Forcing a Doctor to Care
I have seen my fair share of physician burnout over the past twenty years. I, myself, have toyed with it many times. I have also seen physicians who just didn’t care. There is no other way to explain it. They weren’t bad people but you could tell that their empathy was almost on empty. I was reminded of this when I read this article called If I Point a Gun at My Doctor, Will He Still Care? I won’t put the whole article here but here are the highlights that I like:
- In other words, doctors “didn’t build that.” They didn’t invest the years of rigorous work and study; rather, the government invested in them and has a right to a return on the investment that it owns. Medical education is a thus privilege paid for with lifelong obedience and servitude. That conclusion follows from the assertion that healthcare is a right. Whenever someone tells me he has a “right” to health care, I ask, “From whom?

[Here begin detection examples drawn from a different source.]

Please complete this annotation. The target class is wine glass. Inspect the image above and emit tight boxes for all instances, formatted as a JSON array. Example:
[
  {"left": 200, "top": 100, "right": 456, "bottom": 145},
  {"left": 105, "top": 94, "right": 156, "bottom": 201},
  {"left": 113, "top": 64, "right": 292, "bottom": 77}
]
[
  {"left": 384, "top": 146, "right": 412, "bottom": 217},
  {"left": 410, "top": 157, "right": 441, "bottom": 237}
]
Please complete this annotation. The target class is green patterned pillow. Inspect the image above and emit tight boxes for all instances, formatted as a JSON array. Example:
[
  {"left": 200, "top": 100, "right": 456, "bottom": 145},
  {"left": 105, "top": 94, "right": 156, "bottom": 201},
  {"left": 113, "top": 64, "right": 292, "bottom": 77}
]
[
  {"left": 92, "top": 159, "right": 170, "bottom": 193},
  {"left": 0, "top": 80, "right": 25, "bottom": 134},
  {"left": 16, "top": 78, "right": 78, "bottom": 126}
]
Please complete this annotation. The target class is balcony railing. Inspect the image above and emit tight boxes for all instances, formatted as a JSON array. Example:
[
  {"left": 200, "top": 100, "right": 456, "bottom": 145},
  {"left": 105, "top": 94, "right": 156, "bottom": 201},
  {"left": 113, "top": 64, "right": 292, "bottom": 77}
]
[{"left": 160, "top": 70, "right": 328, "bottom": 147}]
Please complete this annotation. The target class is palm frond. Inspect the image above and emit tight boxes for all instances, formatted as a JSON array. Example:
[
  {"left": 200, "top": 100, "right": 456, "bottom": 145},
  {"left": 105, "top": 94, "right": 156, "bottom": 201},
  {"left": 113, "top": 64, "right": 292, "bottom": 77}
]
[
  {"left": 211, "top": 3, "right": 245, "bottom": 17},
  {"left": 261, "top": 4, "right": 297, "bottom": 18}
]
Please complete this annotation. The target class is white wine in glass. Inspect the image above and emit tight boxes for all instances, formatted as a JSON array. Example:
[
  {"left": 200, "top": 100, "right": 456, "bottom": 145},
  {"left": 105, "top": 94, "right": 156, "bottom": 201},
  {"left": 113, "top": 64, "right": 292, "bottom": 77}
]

From me?” This question exposes the claim to this “right” for the robbery and slavery that it is.
- You may believe you have this right, but consider this: Do you really want to exercise your “right” to healthcare on an unwilling physician? What kind of care do you think you’ll receive?
- Now imagine angry mobs of folks waving their ObamaCare “insurance” cards, demanding their free healthcare outside a closed and vacant doctor’s office. The government cannot change human nature. If government points its guns at the doctors to make them participate, the “healthcare” that is delivered under these conditions will be different from what the mobs expected. In fact, it won’t be medical care at all.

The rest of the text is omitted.